Decidir cuándo y dónde invertir
Si tiene más de una plataforma de aplicaciones, puede ser difícil decidir cuándo y dónde invertir en mejoras que resuelvan problemas como costos altos o observabilidad deficiente. Si va a empezar desde cero, el Centro de arquitectura de Azure tiene varios patrones potenciales para evaluarlos. Pero más allá de eso, estas son algunas preguntas que debe tener en cuenta a medida que empiece a planear lo que desea hacer:
| Pregunta | Sugerencias |
|---|---|
| ¿Desea adaptar la plataforma de aplicaciones existente, empezar de nuevo o usar una combinación de estos enfoques? | Incluso si estás satisfecho con lo que tienes ahora o estás empezando nuevo, quieres pensar en cómo adaptarte a los cambios a lo largo del tiempo. Los cambios inmediatos rara vez funcionan. Tus plataformas de aplicaciones son un objetivo en constante movimiento. El sistema ideal cambia a medida que pasa el tiempo. Quiere tener en cuenta esta reflexión y cualquier plan de migración relacionado en su diseño a seguir. |
| Si desea cambiar lo que está haciendo hoy, ¿con qué productos, servicios o inversiones está satisfecho? | Como dice el dicho, "si no está roto, no lo corrijas". No cambies las cosas sin una razón para hacerlo. Sin embargo, si tiene alguna solución de cultivo doméstico, considere si es el momento de avanzar hacia un producto existente para ahorrar en el mantenimiento a largo plazo. Por ejemplo, si está operando su propia solución de supervisión, ¿desea quitar esa carga del equipo de operaciones y migrar a un nuevo producto administrado? |
| ¿Dónde ve el cambio más importante a lo largo del tiempo? ¿Son cualquiera de estas áreas que son comunes a todos (o la mayoría) de los tipos de aplicaciones de su organización? | Las áreas con las que usted o sus clientes internos no están satisfechos y no es probable que cambien con frecuencia son excelentes lugares para empezar. Estos tienen el mayor retorno de la inversión a largo plazo. Esto también puede ayudarle a resolver cómo facilitar la migración a una nueva solución. Por ejemplo, los modelos de aplicaciones tienden a ser fluidos, pero las herramientas de análisis de registros tienden a tener una vida útil más larga. También puede centrarse en comenzar nuevos proyectos y aplicaciones mientras confirma que el cambio de dirección da los resultados deseados. |
| ¿Está invirtiendo en soluciones personalizadas en áreas con el mayor valor añadido? ¿Cree firmemente que una funcionalidad única de la plataforma de infraestructura de aplicaciones forma parte de su ventaja competitiva? | Si ha identificado brechas, antes de hacer algo personalizado, tenga en cuenta qué áreas es más probable que los proveedores inviertan y centren su pensamiento personalizado en otro lugar. Empiece pensando en usted mismo como integrador en lugar de como un proveedor de modelos de aplicaciones o infraestructura de aplicaciones personalizada. Todo lo que construyas necesita ser mantenido, lo cual a largo plazo eclipsa los costos iniciales. Si siente la necesidad urgente de desarrollar una solución personalizada en un área que sospecha será cubierta por proveedores a largo plazo, planee para la terminación gradual o el soporte técnico a largo plazo. Los clientes internos suelen ser tan felices (si no más) con un producto fuera del estante como personalizado. |
Adaptar las inversiones existentes en la plataforma de aplicaciones puede ser una buena manera de empezar. Al realizar actualizaciones, considere la posibilidad de empezar con nuevas aplicaciones para simplificar las ideas piloto antes de cualquier tipo de implementación.
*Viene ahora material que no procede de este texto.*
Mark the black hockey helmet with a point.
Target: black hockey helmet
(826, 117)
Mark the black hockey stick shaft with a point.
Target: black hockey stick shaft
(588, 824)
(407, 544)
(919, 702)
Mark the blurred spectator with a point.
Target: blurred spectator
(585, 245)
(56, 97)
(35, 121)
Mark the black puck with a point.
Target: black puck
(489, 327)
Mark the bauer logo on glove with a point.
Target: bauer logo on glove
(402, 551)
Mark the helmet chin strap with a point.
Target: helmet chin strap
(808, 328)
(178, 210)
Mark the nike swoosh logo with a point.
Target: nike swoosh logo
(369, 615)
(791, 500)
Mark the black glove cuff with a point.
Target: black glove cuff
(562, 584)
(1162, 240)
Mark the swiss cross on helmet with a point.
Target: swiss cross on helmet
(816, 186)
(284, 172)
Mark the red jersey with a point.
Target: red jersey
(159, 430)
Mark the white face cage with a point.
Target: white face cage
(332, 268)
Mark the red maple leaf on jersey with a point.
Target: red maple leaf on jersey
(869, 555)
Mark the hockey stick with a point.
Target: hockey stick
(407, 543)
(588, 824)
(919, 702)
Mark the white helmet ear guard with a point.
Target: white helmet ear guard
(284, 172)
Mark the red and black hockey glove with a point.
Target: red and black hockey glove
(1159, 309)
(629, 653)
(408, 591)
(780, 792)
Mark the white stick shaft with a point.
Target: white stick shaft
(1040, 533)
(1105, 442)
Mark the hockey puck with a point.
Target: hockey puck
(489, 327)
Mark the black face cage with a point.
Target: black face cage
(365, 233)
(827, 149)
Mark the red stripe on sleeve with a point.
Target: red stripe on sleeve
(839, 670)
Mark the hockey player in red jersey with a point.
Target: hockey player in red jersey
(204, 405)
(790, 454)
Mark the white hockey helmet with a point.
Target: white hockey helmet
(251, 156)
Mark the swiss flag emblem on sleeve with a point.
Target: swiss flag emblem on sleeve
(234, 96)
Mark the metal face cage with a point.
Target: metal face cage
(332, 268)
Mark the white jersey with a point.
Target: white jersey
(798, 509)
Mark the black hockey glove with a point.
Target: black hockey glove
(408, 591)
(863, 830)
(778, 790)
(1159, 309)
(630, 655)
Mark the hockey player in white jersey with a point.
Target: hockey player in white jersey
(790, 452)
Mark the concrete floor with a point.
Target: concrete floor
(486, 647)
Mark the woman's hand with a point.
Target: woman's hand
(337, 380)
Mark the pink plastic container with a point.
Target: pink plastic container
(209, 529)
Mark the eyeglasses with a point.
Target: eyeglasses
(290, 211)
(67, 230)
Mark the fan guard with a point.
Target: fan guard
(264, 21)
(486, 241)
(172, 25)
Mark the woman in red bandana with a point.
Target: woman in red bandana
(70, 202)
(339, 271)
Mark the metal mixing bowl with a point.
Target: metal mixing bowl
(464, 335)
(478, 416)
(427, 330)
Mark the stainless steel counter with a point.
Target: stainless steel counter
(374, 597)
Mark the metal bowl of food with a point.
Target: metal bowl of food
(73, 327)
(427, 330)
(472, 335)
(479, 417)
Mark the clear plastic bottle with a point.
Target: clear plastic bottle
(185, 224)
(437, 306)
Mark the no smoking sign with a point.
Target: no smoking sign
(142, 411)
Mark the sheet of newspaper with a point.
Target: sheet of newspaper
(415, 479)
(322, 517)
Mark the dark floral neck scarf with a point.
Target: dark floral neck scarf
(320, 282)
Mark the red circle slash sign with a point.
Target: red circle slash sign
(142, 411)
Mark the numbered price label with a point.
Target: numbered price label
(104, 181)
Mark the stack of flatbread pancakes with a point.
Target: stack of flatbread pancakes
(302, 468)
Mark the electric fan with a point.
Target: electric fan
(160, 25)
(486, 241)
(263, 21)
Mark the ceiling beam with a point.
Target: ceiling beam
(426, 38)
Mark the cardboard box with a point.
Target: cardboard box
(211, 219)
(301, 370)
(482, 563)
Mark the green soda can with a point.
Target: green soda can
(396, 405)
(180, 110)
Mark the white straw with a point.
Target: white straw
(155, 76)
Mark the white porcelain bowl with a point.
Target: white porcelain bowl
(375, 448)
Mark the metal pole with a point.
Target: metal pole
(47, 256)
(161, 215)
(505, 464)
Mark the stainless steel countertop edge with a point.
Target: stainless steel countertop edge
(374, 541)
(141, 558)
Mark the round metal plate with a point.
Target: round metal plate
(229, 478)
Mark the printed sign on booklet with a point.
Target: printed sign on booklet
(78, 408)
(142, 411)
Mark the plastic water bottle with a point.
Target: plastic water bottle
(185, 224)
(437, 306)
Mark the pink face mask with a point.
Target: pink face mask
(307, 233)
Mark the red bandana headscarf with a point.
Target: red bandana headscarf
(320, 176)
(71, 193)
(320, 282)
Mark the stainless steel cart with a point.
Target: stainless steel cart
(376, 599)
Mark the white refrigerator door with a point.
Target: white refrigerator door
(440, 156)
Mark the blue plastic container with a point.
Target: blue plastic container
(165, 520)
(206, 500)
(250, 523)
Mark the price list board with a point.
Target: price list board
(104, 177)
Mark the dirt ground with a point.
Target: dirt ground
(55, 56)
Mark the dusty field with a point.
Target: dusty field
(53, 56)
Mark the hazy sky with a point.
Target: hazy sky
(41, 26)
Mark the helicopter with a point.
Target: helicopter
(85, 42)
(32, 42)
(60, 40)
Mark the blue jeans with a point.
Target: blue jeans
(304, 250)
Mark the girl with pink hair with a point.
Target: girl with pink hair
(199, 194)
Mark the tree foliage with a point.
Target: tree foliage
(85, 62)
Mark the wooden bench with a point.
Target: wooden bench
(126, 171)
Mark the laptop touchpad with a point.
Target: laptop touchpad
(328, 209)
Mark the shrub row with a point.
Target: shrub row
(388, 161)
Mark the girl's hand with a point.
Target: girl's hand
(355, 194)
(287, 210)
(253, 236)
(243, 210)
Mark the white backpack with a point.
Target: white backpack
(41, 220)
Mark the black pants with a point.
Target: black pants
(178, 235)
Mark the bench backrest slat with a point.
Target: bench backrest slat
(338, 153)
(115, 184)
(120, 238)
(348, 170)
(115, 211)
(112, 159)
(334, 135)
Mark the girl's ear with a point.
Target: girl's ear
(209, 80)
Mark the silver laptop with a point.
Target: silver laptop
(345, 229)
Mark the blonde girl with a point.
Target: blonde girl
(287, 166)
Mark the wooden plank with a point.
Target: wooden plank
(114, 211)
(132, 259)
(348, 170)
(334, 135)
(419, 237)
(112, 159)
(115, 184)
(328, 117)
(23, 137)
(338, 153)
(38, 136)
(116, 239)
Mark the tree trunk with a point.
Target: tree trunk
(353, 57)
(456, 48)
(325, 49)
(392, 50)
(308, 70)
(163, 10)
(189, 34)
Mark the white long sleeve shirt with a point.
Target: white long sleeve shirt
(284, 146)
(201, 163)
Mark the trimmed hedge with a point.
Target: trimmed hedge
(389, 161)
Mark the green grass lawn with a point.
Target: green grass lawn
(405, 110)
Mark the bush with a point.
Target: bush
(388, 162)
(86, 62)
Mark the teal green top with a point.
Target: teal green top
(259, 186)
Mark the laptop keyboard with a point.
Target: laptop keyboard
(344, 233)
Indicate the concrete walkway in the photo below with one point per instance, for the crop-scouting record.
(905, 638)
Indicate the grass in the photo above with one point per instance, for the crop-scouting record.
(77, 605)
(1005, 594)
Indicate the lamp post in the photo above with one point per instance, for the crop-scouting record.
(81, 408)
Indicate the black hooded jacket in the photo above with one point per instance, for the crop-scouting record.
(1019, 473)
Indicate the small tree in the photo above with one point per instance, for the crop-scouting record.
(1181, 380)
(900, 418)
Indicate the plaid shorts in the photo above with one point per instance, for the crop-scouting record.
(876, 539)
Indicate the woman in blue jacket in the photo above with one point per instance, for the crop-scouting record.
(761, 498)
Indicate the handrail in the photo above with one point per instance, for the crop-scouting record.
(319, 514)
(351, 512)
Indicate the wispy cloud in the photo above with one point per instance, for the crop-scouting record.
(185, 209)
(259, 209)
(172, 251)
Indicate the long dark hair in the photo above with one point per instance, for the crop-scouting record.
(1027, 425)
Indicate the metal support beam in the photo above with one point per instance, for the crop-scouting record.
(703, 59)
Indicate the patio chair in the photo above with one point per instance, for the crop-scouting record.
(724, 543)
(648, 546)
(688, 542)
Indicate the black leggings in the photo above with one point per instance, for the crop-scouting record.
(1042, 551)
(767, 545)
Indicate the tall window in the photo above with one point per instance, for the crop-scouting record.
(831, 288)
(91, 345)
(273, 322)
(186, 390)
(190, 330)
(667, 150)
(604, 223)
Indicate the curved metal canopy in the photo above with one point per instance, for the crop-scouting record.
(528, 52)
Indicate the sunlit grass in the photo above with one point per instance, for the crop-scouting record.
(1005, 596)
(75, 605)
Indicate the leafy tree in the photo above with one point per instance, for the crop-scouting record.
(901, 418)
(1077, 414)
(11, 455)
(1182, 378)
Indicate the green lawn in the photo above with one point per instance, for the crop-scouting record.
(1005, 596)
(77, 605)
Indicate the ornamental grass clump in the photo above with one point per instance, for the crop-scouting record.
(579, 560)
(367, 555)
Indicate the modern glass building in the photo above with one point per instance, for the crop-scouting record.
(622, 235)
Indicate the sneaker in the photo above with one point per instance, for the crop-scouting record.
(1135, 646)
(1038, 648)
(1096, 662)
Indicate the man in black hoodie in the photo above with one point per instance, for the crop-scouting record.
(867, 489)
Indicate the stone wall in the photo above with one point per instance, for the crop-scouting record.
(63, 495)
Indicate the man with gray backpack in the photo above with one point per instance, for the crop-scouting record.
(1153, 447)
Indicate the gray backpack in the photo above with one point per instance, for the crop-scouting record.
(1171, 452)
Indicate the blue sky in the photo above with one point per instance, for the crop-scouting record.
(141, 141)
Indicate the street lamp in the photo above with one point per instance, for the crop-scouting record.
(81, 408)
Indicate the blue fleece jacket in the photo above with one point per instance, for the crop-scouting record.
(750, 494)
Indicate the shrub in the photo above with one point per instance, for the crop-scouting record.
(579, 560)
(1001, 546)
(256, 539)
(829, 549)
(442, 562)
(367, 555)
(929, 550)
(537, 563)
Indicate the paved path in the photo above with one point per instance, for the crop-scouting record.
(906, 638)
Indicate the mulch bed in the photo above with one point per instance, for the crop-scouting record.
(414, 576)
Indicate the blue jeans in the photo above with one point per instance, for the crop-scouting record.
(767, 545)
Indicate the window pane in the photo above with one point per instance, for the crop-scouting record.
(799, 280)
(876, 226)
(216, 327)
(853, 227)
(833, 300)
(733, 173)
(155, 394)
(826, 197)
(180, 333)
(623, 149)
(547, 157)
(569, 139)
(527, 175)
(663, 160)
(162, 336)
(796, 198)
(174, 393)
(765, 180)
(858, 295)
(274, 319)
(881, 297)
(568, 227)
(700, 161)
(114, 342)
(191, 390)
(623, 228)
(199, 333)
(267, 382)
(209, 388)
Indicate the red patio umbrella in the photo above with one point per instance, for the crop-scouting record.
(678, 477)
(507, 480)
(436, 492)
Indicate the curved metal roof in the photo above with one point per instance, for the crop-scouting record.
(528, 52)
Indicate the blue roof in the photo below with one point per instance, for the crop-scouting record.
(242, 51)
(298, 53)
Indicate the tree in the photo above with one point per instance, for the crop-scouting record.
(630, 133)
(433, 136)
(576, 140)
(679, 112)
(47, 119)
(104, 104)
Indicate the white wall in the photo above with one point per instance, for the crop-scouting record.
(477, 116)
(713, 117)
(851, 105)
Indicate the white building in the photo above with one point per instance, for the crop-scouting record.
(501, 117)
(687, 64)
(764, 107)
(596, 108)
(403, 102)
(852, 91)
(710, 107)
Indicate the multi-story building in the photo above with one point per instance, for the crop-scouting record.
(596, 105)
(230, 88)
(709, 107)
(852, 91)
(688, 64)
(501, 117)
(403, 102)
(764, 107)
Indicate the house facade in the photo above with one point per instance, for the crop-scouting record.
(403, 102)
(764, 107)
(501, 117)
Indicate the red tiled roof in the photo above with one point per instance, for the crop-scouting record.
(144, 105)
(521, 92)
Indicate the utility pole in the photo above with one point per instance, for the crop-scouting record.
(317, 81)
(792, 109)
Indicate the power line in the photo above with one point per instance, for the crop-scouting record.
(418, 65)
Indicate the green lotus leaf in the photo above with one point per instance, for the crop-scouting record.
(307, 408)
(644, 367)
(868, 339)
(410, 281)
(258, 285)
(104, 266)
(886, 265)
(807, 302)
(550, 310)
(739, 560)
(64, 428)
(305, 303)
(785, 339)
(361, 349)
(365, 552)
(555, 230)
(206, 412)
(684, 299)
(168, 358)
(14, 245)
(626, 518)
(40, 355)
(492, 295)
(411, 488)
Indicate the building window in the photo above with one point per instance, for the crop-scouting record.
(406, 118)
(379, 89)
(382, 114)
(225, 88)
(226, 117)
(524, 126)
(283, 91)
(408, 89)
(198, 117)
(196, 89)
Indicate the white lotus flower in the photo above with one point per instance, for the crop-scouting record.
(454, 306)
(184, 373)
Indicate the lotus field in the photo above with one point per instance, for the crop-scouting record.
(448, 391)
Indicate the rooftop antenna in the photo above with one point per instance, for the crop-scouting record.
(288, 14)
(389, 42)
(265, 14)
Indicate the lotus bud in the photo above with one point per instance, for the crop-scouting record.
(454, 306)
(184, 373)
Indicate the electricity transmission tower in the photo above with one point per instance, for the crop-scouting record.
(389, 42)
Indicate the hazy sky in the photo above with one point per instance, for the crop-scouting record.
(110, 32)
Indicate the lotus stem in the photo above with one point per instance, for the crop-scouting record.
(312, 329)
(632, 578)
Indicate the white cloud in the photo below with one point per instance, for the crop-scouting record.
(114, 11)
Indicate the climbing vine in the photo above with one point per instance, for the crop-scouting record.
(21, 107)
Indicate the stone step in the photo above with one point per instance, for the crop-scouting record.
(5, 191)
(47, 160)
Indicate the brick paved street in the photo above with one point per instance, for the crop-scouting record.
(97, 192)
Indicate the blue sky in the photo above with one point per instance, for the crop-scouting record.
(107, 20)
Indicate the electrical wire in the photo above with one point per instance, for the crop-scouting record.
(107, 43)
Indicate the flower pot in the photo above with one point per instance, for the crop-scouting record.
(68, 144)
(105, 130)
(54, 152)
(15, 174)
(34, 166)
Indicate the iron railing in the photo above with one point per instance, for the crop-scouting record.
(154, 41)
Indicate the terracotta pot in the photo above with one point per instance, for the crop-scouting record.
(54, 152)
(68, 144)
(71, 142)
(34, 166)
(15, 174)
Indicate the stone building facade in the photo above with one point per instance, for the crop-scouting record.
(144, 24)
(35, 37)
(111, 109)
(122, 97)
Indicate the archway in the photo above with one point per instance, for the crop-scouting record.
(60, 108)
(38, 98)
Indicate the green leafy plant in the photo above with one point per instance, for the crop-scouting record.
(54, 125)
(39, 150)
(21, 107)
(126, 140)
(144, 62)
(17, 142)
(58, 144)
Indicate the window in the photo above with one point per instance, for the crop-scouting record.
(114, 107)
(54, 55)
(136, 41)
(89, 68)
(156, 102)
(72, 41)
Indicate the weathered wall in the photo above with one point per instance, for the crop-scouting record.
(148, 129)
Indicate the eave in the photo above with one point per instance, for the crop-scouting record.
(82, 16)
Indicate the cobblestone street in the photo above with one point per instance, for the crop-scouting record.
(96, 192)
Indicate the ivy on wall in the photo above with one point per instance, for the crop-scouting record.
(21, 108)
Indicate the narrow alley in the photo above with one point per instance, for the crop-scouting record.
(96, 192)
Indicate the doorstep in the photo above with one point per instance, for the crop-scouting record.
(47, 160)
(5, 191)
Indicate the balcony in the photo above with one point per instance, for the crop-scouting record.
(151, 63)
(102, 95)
Tenga en cuenta este cambio a través de IaC y plantillas de aplicaciones. Invierta en soluciones personalizadas para sus necesidades únicas en áreas de alto impacto y alto valor. De lo contrario, intente usar una solución comercial. Al igual que con los sistemas de ingeniería, céntrese en automatizar el aprovisionamiento, el seguimiento y la implementación en lugar de asumir una ruta rígida para ayudarle a administrar los cambios a lo largo del tiempo.